[liberationtech] Introduction --- Haystack

Sun Sep 12 22:04:21 PDT 2010

On Sat, Sep 11, 2010 at 06:42:56PM -0700, Daniel Colascione wrote:
> I'm Daniel Colascione. I wrote every line of Haystack and I am the
> author of the FAQ on the Haystack website. I'm glad to have been
> invited to this list.

Hi Dan, all,

I also just appeared on the list yesterday. Glad these discussions are
finally started. Here are a few more thoughts. (For context, I wrote
Tor originally and still help to write / manage / etc a lot of it.)

> - Our testers are aware that the test version is not the finished
>   product, and they are aware that it does not provide the security
>   properties we guarantee for the finished product.

As a security person, I find that the phrase 'security properties' or
'security goals' works a lot better than 'security guarantees'. I know
it sounds more technical and/or less confident, and that your users will
be less certain they know what you mean by it, but that's the point.

(Or to say it differently, show me a security guarantee and I'll show you
a case where in retrospect you'll wish you hadn't called it a guarantee.)

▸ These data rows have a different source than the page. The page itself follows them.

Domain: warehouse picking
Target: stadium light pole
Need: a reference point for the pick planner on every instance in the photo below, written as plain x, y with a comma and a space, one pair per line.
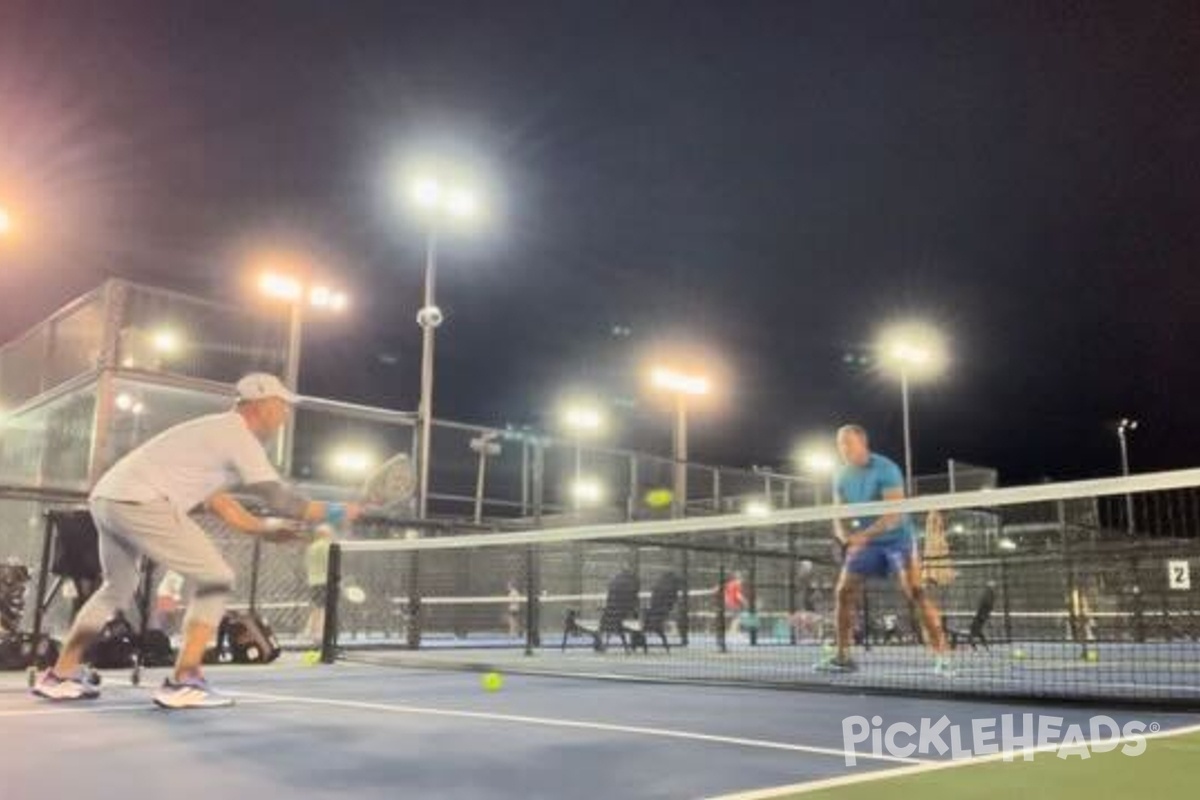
581, 419
819, 462
438, 203
1123, 427
299, 296
683, 388
915, 352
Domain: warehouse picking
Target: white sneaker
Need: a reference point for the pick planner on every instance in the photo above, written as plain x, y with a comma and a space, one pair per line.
81, 686
191, 693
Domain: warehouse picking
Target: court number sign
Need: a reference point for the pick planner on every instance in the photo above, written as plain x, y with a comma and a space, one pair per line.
1179, 575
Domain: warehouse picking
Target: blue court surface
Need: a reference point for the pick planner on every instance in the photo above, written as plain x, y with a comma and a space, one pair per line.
352, 731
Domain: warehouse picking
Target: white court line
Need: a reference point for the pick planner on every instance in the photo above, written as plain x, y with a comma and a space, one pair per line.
43, 708
549, 722
775, 792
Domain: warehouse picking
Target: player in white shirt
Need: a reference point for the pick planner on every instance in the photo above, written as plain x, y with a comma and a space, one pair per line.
141, 507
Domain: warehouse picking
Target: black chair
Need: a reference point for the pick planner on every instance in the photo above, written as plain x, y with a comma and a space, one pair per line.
664, 596
976, 635
621, 605
71, 552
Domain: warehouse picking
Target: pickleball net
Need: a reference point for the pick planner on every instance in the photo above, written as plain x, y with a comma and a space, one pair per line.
1079, 590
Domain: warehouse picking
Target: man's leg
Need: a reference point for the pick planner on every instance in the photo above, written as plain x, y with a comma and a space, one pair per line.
173, 541
850, 587
911, 584
119, 564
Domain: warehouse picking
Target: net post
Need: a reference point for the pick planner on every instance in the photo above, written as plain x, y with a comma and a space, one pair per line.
1005, 599
539, 494
531, 601
791, 584
333, 593
1139, 618
1073, 613
753, 576
255, 565
685, 600
720, 608
413, 607
631, 501
867, 617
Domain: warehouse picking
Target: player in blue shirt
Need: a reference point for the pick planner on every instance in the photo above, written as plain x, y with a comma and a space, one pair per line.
875, 546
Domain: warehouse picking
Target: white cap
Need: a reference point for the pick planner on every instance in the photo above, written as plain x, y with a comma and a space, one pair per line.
261, 385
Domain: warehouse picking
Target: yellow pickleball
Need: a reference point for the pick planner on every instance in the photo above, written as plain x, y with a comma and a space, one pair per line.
659, 498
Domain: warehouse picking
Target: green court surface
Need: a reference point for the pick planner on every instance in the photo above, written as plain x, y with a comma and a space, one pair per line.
1167, 769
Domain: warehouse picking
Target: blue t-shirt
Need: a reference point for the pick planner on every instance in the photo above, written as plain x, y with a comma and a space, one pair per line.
868, 485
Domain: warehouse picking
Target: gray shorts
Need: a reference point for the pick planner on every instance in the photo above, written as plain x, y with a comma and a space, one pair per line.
168, 537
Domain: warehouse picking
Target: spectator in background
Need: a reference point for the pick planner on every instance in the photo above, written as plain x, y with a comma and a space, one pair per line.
168, 600
316, 560
735, 603
514, 611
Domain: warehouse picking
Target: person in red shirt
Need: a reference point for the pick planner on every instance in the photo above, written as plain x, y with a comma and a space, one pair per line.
735, 602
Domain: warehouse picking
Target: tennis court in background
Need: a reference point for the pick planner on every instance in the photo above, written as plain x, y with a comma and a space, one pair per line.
375, 733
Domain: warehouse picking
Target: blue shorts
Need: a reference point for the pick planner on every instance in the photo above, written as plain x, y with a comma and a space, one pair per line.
881, 559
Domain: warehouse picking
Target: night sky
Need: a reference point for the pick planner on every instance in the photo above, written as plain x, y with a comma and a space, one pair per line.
773, 181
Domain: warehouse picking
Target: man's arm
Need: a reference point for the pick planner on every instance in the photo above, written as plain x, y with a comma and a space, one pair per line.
235, 515
885, 523
283, 500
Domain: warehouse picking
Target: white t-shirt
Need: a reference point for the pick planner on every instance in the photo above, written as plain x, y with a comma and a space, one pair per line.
172, 585
189, 463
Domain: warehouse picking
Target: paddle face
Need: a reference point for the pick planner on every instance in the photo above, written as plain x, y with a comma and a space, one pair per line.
391, 485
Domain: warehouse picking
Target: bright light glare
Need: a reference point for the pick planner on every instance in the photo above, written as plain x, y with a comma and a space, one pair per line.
324, 298
756, 509
426, 192
587, 491
462, 204
442, 198
352, 462
677, 382
166, 342
582, 419
819, 461
913, 348
280, 287
319, 296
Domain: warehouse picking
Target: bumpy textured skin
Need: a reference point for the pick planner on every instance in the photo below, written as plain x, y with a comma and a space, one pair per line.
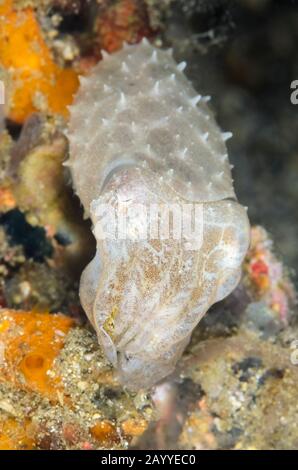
139, 133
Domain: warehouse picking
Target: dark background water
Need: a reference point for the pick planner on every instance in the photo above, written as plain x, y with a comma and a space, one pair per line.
245, 55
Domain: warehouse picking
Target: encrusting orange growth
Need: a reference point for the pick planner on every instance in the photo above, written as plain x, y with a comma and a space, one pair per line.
15, 435
124, 20
36, 82
30, 343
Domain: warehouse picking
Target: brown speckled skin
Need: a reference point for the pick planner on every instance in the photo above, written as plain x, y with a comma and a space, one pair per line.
140, 133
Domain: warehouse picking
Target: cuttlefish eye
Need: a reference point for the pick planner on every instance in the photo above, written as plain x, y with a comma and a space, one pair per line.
134, 149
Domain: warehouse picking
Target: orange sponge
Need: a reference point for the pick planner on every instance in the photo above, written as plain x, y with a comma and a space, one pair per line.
37, 83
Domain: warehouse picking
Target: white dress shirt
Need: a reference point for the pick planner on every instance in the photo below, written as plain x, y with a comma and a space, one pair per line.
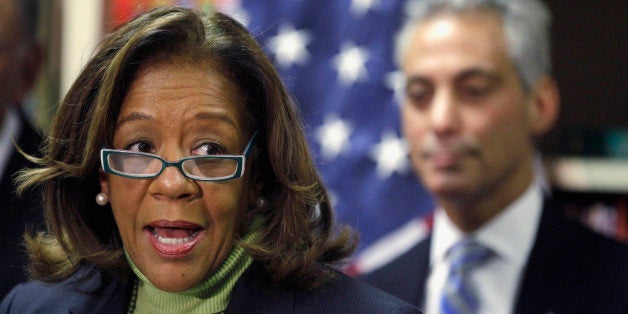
510, 236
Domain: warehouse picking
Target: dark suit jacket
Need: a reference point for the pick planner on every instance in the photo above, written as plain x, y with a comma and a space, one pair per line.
570, 270
17, 214
345, 295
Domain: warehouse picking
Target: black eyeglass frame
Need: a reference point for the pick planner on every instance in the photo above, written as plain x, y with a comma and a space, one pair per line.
240, 159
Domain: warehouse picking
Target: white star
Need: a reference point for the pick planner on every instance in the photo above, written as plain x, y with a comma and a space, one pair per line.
360, 7
390, 154
351, 63
397, 82
289, 46
333, 136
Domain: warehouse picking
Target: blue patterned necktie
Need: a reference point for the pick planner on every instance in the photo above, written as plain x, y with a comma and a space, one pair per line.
458, 293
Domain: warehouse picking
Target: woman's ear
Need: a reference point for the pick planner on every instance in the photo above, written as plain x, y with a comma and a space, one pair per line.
544, 106
104, 181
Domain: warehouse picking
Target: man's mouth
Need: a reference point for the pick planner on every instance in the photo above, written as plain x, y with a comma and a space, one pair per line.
173, 238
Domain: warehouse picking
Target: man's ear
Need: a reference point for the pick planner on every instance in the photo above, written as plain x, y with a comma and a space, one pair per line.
544, 106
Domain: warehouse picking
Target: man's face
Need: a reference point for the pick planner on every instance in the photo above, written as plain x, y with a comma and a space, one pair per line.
466, 115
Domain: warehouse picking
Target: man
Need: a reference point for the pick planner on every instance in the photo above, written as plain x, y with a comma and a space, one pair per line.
478, 93
20, 57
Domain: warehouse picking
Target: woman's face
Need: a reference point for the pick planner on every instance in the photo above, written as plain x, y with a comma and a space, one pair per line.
179, 231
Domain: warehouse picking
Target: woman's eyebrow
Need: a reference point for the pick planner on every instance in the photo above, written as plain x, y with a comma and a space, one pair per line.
220, 116
134, 116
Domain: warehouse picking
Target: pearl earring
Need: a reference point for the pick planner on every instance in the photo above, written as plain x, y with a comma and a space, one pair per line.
261, 203
102, 199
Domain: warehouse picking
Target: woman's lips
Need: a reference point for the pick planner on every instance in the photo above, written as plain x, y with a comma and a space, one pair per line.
173, 239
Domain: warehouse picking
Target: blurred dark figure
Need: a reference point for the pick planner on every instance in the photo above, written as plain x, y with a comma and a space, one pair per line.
20, 58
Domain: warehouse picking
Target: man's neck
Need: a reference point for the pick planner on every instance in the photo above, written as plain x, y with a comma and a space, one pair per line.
470, 212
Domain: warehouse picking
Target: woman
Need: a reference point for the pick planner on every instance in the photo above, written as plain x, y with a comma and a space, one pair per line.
206, 199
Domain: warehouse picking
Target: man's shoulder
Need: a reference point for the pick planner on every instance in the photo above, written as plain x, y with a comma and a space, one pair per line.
349, 295
340, 294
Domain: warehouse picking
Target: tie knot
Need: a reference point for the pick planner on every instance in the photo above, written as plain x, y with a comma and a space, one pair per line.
466, 254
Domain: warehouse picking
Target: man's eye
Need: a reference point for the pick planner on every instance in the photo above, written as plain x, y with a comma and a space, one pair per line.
476, 91
140, 146
417, 94
208, 149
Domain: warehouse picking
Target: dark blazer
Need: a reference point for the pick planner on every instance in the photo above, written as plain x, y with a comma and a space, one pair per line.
570, 270
17, 213
345, 295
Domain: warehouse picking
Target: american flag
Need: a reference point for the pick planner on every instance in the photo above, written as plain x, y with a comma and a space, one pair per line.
335, 56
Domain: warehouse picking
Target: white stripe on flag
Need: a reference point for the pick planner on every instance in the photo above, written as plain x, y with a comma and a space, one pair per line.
392, 245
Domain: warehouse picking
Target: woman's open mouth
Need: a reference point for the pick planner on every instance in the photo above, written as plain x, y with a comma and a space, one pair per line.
173, 239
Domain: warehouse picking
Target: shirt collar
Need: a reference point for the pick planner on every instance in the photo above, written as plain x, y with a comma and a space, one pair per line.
509, 235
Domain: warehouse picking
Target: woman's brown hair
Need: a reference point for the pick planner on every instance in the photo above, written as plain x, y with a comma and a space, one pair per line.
299, 240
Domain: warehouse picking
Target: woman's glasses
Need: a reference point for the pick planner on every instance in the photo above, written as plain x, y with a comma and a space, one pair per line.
202, 168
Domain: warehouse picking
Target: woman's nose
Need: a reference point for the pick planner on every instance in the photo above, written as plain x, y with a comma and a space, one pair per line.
172, 184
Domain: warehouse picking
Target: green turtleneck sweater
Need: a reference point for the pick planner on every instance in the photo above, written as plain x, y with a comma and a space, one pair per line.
210, 296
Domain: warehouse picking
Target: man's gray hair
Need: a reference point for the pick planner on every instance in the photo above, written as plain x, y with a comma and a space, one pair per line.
526, 25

> - Our public statements about Haystack's capabilities apply to our
>   design for the finished product, not to the test version.
> 
> - The Haystack client will be released as an open-core system under
>   the GPLv3 or later.

You're free to choose your own license, but here's a side anecdote:
when I first started Tor, I put it out under the GPL. Then I started
interacting with developers of other projects, and wanted to say "Tor
solves that problem you're working on; use our code", but they couldn't.

My experience with Tor has led to this conclusion: BSD licenses are
well-suited for situations where the world doesn't have any good answers
to a problem, and you want to maximize the chances that the problem gets
solved at all. Copyleft licenses are well-suited to situations where the
problem is well-solved but only by proprietary solutions, and it's time
to have an actually free solution.

> - We will not publish our server code.

Is this out of concern that it would make your design weaker, or out of
concern that it would make it easier for somebody to set up a competing
service? Because if you're trying to be a transparent non-profit,
"it won't help your security much" starts to sound like a shaky answer
(even apart from the debates about whether it's accurate).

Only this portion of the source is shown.